Post Number:#22  Post by ofonorow » Tue Dec 18, 2012 10:12 am


Test 1: ultrafine ascorbic acid

I weighed the 9 CC scoop of ultrafine DSM ascorbic acid - 4.4 grams. (Fluffy)

First hour, then every 15 minutes hour 2. Here is the data.

Dec 18

7:50 a.m. 123 mg/dl
glass water
8:00 a.m. 126 mg/dl 9 CC( 4.4 g) ultrafine ascorbic acid (v Change v)
8:05 a.m. 143 mg/dl (+17 mg/dl @ 5 min) + 17
8:10a.m. 159 mg/dl (+33 mg/dl @ 10 min) + 16
8:15 a.m. 183 mg/dl (+57 mg/dl @ 15 min) + 24
8:20 a.m. 193 mg/dl (+67 mg/dl @ 20 min) + 10
8:25 a.m. 140 mg/dl (+14 mg/dl @ 25 min) - 53
8:30 a.m. 120 mg/dl (-6 mg/dl @ 30 min) - 20
8:35 a.m. 144 mg/dl (+18 mg/dl @ 35 min) + 24
8:40 a.m. 128 mg/dl (+2 mg/dl @ 40 min) - 16
8:45 a.m. 168 mg/dl (+42 mg/dl @ 45 min) + 40
8:50 a.m. 162 mg/dl (+36 mg/dl @ 50 min) - 6
8:55 a.m. 133 mg/dl (+7 mg/dl @ 55 min) - 29
9:00 a.m. 148 mg/dl (+22 mg/dl @ 60 min) +15

9:15 a.m. 131 mg/dl (+5 mg/dl @ 75 min)

9:30 a.m. 133 mg/dl (+7 mg/dl @ 90 min)

9:45 a.m. 127 mg/dl (+1 mg/dl @ 105 min)

10:00 a.m. 126 mg/dl ( 0 mg/dl @ 120 min)


First number is change from baseline (126). Trailing number is change from last reading.

Observations. Seems to peak around 15-20 minutes, and then there is a second peak around 45 minutes. Obviously not all the ascorbate enters the blood stream immediately.

The sharp drops are probably due to insulin release (johnwen?) (If vitamin C does induce
the pancreas to release insulin, then some very interesting ideas come to mind (such as cancer patients taking oral 4 g ascorbic acid during regular chemo to produce "insulin potentiated" chemo.
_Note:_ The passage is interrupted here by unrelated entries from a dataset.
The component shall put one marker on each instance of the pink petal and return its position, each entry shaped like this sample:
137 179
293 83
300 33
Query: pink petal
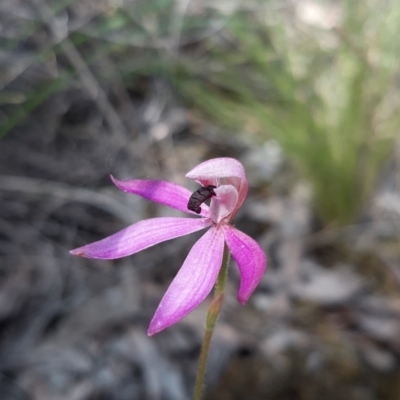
231 171
250 259
193 282
162 192
140 236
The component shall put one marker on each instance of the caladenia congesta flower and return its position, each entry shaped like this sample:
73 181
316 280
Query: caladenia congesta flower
227 183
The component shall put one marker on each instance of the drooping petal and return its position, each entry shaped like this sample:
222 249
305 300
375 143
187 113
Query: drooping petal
223 203
250 259
162 192
193 282
229 170
140 236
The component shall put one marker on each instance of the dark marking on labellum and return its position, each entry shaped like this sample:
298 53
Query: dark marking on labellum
199 197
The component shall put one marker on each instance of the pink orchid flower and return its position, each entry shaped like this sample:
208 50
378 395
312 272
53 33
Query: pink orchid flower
199 272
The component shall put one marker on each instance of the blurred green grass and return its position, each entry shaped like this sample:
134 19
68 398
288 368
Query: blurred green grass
328 95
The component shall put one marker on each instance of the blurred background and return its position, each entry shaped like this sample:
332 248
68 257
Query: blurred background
305 94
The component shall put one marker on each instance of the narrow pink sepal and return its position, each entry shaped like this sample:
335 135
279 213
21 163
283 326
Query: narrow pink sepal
162 192
193 282
140 236
250 259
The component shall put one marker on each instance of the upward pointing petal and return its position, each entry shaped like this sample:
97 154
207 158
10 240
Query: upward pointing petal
140 236
250 259
223 167
162 192
193 282
231 171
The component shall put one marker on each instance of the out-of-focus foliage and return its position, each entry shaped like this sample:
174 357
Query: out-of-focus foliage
325 86
319 77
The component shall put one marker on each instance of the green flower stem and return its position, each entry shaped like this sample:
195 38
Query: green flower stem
212 316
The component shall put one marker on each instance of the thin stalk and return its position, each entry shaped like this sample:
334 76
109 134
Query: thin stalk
212 316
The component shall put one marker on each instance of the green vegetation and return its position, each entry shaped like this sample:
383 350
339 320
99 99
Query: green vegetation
328 95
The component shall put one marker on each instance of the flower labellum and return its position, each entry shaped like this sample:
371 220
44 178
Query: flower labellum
223 180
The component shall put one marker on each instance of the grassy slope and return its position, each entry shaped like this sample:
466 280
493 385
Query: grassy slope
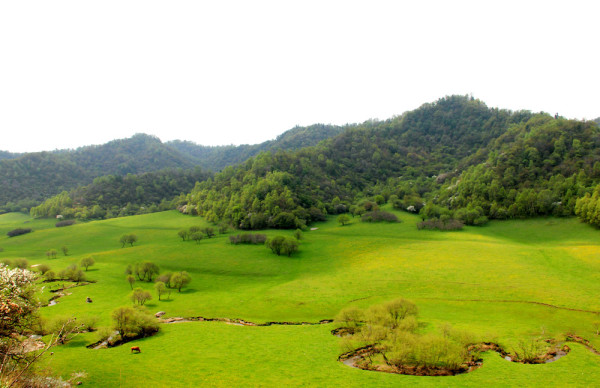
478 279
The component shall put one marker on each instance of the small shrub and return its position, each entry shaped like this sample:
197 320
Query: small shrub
43 268
379 216
50 276
134 322
440 224
18 232
248 238
21 263
61 224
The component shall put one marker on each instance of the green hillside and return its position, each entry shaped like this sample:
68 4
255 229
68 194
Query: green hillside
507 282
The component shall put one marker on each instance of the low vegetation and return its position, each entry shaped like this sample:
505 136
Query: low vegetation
18 232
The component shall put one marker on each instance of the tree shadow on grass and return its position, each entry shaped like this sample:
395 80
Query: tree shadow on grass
186 291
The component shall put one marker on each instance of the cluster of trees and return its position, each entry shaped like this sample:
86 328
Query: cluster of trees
149 272
133 323
248 238
197 233
18 232
392 328
34 177
292 189
282 245
588 207
538 167
130 239
117 196
145 271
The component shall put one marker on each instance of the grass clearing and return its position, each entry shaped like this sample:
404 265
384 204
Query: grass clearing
480 279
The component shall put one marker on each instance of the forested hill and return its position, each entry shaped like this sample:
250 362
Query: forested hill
8 155
288 189
32 177
218 157
114 195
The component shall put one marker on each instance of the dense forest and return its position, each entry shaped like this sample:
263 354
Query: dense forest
454 159
395 158
27 179
34 177
116 196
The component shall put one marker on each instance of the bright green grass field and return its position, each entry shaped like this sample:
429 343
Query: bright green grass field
481 279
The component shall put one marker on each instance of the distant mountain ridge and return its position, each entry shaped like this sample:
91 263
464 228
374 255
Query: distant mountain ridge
218 157
29 178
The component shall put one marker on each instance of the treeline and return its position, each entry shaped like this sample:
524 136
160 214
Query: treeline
30 178
117 196
216 158
393 157
539 167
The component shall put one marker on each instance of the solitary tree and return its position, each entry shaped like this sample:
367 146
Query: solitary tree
183 234
160 289
87 262
209 232
140 296
282 244
165 278
128 239
51 253
180 280
196 237
43 268
343 219
131 281
21 263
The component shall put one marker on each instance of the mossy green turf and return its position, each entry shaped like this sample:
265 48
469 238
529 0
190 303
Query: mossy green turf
481 279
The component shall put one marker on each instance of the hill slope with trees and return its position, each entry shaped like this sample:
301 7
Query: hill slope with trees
396 157
218 157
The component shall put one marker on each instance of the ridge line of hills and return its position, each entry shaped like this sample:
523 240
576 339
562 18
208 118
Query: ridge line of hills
458 156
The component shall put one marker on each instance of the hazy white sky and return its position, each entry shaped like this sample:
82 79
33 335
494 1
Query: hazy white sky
74 73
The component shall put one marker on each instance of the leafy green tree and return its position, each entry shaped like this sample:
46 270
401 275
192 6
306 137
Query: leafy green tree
43 268
134 322
140 296
180 280
131 280
197 237
343 219
87 262
282 245
160 288
183 234
128 239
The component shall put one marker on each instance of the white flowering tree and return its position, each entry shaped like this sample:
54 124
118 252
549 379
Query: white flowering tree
17 317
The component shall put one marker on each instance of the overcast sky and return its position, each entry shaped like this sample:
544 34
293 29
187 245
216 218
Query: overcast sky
75 73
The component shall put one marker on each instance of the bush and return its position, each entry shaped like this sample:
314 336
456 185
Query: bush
18 232
284 220
282 244
134 323
248 238
60 224
72 273
440 224
379 216
21 263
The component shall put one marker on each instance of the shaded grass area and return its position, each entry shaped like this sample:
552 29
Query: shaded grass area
216 354
480 279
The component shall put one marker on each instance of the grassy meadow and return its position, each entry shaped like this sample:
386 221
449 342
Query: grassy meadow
505 282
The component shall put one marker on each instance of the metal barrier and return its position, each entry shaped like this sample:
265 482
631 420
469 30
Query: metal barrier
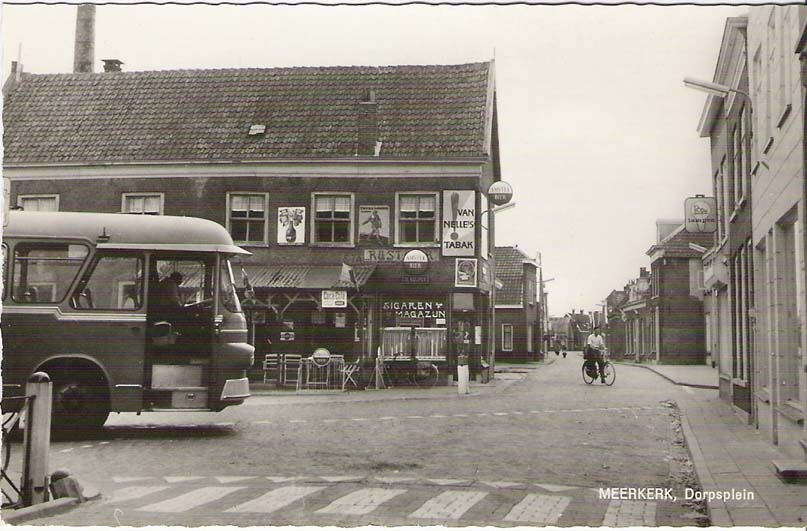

Sugar of course would feed the cancer, but AA might really improve chemotherapy.)

Coincidence that after 2 hours, the reading was identical with where we started.

Tomorrow I am going to try Lypo-C every 5 min for the first 30, and then every 15 minutes for a while.

Planning on making the comparison more apples-to-apples by taking the same amount of vitamin C - or 4 packets (or 4 grams) of Lypo.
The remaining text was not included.